The competition programme at Rio 2016 included six weight categories each for men's Greco-Roman, men's freestyle and women's freestyle. For all events, there is a direct elimination system that eventually decides the two finalists for the gold medal match. All wrestlers who lose to a finalist are entered into the repechage.
- 57kg (Men)
- 65kg (Men)
- 74kg (Men)
- 86kg (Men)
- 97kg (Men)
- 125kg (Men)
- 50kg (Women)
- 53kg (Women)
- 57kg (Women)
- 62kg (Women)
- 68kg (Women)
- 76kg (Women)
- 60kg (Men)
- 67kg (Men)
- 77kg (Men)
- 87kg (Men)
- 97kg (Men)
- 130kg (Men)
Essence of the Sport
Power and technique to gain an advantage
Contested on a circular mat nine metres in diameter, bouts last for two periods of three minutes with a 30-second break. To win, a wrestler has to hold down both shoulders of their opponent to the mat for one second, after which the match ends. This is called a "fall".

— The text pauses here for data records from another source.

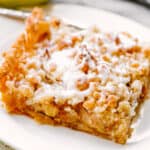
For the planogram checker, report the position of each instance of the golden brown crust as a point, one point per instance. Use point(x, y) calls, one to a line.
point(88, 92)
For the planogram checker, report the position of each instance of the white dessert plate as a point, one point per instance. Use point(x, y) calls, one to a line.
point(23, 133)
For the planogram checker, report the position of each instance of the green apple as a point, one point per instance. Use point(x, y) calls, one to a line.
point(15, 3)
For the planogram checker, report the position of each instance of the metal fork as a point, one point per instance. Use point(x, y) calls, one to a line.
point(22, 15)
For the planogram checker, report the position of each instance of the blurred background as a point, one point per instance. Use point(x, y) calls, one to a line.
point(138, 10)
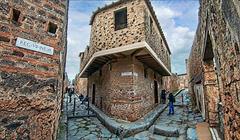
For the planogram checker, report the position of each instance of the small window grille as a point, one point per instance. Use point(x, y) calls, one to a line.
point(120, 19)
point(52, 28)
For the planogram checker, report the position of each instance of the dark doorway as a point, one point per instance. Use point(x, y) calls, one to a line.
point(156, 91)
point(93, 94)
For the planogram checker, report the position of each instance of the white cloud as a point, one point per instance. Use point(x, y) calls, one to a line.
point(174, 21)
point(179, 38)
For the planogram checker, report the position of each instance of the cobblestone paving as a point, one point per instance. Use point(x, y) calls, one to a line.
point(90, 128)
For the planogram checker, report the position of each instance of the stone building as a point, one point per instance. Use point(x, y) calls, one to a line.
point(170, 83)
point(32, 61)
point(126, 59)
point(182, 81)
point(81, 85)
point(175, 82)
point(214, 66)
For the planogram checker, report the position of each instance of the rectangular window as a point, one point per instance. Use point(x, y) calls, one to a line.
point(145, 72)
point(15, 15)
point(100, 72)
point(120, 19)
point(151, 25)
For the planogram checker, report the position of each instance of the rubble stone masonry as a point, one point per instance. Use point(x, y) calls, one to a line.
point(124, 87)
point(31, 82)
point(214, 62)
point(104, 36)
point(127, 97)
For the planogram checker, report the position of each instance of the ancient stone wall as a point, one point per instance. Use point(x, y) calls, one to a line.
point(122, 91)
point(155, 40)
point(170, 83)
point(81, 86)
point(31, 82)
point(104, 36)
point(219, 23)
point(182, 81)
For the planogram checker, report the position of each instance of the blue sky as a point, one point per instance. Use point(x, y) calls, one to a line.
point(178, 19)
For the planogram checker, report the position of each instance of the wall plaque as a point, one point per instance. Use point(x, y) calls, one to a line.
point(34, 46)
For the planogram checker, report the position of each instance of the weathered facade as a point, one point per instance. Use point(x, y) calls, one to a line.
point(214, 66)
point(32, 61)
point(127, 57)
point(175, 82)
point(81, 86)
point(170, 83)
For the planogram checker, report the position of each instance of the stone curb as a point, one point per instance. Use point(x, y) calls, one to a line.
point(128, 129)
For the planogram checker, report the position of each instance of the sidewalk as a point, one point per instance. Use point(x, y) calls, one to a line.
point(128, 129)
point(203, 131)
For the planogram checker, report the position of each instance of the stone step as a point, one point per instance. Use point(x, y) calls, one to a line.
point(166, 131)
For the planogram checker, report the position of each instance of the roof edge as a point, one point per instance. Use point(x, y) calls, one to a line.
point(149, 5)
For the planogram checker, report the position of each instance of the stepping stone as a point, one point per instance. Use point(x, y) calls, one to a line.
point(191, 134)
point(90, 137)
point(166, 131)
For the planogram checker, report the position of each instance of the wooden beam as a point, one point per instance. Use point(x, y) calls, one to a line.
point(136, 52)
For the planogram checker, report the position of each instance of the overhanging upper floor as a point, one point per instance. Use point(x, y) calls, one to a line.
point(142, 51)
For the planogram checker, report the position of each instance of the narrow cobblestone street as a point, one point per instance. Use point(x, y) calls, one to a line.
point(88, 128)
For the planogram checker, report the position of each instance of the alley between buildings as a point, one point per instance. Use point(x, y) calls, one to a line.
point(83, 124)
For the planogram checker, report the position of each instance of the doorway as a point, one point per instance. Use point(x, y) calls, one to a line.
point(155, 92)
point(93, 94)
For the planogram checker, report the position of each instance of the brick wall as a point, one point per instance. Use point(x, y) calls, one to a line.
point(126, 97)
point(219, 23)
point(30, 81)
point(104, 36)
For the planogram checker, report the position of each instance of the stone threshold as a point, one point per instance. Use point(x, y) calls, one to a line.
point(124, 130)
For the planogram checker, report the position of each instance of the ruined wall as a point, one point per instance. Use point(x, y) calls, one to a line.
point(122, 91)
point(154, 38)
point(31, 82)
point(220, 19)
point(182, 81)
point(81, 86)
point(104, 36)
point(170, 83)
point(144, 87)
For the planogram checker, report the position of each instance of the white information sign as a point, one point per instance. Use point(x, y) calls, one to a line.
point(34, 46)
point(129, 74)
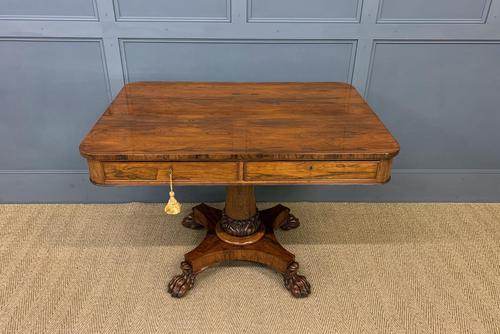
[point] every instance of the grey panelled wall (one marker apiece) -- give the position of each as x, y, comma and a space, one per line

If no fall is secured during the bout, the decision is based on points awarded to wrestlers for putting their opponent at a disadvantage. In Greco-Roman wrestling, the match may also end when there is an eight-point difference. In freestyle, a ten-point difference is necessary to stop a bout.
One, two, four or five points can be awarded to a wrestler based on the action of the wrestlers. For example, one point is awarded for moving the opponent out of the 9m competition circle; two points are awarded for a takedown or exposing an opponent’s back to the mat; four points for throwing an opponent while standing; and five points for throwing an opponent in with grand amplitude.

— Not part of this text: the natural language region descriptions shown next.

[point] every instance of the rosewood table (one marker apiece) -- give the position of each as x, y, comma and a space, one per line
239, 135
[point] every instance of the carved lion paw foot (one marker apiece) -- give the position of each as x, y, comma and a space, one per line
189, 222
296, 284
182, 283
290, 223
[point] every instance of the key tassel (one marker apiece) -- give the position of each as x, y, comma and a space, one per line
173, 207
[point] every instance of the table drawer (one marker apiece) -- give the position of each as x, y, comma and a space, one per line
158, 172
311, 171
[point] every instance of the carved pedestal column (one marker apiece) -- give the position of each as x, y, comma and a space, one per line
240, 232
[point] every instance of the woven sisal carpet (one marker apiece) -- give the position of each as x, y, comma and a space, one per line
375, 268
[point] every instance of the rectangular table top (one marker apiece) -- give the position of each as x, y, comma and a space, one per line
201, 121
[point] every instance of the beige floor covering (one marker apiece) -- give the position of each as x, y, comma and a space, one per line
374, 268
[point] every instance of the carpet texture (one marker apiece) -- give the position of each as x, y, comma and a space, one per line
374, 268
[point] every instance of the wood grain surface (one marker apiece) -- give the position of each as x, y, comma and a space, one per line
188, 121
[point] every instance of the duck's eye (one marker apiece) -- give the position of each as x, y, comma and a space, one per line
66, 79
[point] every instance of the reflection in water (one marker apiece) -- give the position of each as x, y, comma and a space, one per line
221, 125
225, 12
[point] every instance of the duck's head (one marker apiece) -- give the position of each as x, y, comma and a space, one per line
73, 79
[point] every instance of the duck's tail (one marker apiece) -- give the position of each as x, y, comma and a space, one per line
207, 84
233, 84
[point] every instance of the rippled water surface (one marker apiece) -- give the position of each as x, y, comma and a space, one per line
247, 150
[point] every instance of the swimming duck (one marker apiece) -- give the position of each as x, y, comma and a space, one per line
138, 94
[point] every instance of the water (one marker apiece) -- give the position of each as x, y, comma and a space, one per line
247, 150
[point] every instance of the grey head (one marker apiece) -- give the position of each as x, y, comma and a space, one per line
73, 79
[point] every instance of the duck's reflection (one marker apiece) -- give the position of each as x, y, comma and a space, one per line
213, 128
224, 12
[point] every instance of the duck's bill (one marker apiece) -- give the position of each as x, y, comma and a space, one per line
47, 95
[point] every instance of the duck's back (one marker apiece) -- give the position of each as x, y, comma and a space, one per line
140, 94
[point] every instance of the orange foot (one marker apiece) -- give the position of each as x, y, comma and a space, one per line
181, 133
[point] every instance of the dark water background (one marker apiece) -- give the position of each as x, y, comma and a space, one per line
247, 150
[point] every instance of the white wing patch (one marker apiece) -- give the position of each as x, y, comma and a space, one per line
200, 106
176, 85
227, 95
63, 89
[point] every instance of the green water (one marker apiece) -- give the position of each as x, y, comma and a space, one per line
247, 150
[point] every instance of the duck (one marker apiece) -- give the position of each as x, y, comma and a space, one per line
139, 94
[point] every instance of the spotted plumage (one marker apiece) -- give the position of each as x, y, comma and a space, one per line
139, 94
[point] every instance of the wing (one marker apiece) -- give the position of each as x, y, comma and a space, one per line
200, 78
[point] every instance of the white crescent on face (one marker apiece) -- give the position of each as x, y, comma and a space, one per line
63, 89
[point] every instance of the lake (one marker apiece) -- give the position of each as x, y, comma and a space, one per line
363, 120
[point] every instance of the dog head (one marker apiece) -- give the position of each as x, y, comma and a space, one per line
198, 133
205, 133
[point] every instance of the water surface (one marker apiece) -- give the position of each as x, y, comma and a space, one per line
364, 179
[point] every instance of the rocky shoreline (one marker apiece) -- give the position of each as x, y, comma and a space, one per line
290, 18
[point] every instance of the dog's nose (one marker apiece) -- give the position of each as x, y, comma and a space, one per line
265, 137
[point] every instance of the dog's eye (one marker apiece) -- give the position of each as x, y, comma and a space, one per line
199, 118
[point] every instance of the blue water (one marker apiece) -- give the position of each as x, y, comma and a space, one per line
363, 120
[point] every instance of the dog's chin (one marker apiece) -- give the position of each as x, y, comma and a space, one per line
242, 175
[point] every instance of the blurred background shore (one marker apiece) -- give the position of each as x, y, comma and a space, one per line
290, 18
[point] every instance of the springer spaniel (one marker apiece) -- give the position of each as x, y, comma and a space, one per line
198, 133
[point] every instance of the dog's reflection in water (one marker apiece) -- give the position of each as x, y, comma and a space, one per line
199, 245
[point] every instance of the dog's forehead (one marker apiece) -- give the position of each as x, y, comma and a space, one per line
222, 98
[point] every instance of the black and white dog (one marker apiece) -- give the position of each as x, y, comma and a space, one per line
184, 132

Greco-Roman wrestling involves lots of dynamic skills, such as throws using the upper body, and is fascinating for its raw power. Freestyle wrestling is based on unbalancing an opponent through leg attacks, throws and counter defensive techniques.
With so many scoring options available to wrestlers, bouts often remain competitive into the final seconds, with wrestlers often attempting darting attacks and spectacular throws until the final whistle.
Outlook for the Tokyo 2020 Games
Longstanding rivalries, historic quests and local heroes highlight wrestling at Tokyo 2020
At Tokyo 2020, 96 men in each style and 96 women will compete in the wrestling competition.
The Russian Federation (formerly USSR) has won the most overall medals, followed by top nations like the United States, Japan, Georgia and Turkey.
In freestyle wrestling the stars of the sport hail from Russia, Iran and the United States. Superstar Abdulrashid “The Russian Tank” Sadulaev will headline Tokyo 2020 as a returning Olympic gold medallist looking to win his first title at 97kg. His fiercest rival will be defending 97kg Olympic champion Kyle Snyder (USA). The duo have wrestled twice in three years, splitting outcomes. Iran’s Hassan Yazdanicharati also comes to Tokyo as a 2016 Olympic champion, winning at 74kg. Now at 86kg, he looks to defend his 2019 world championship against a field of top competitors.
There is no team score kept in wrestling at the Olympic Games, but if there were the small island nation of Cuba would have taken the Greco-Roman title at the Olympic Games in 2016. Led by legendary three-time Olympic champion Mijaín López at 130kg, and defending world and Olympic champion Ismael Borrero at 60kg, Cuba has a chance to repeat their dominant Rio performance in Tokyo.
Japan is the most dominant women’s wrestling nation in the world, having won 11 of a possible 18 gold medals in four Olympic Games. Through she won’t be competing in Tokyo, Hall of Fame wrestler Icho Kaori won a record-setting fourth Olympic gold at Rio 2016, raising Japan’s already high bar for success even higher. The new generation of Japanese women wrestlers will be led by defending Olympic champions Risako Kawai and Sara Dosho, giving local fans plenty to cheer in the Makuhari Messe.
The competition is held on a circular mat with 9 meters in diameter which include an orange band of 1m wide and forming an integral part of the wrestling area is drawn along the circumference on the inside of the circle. That band is called the passivity zone.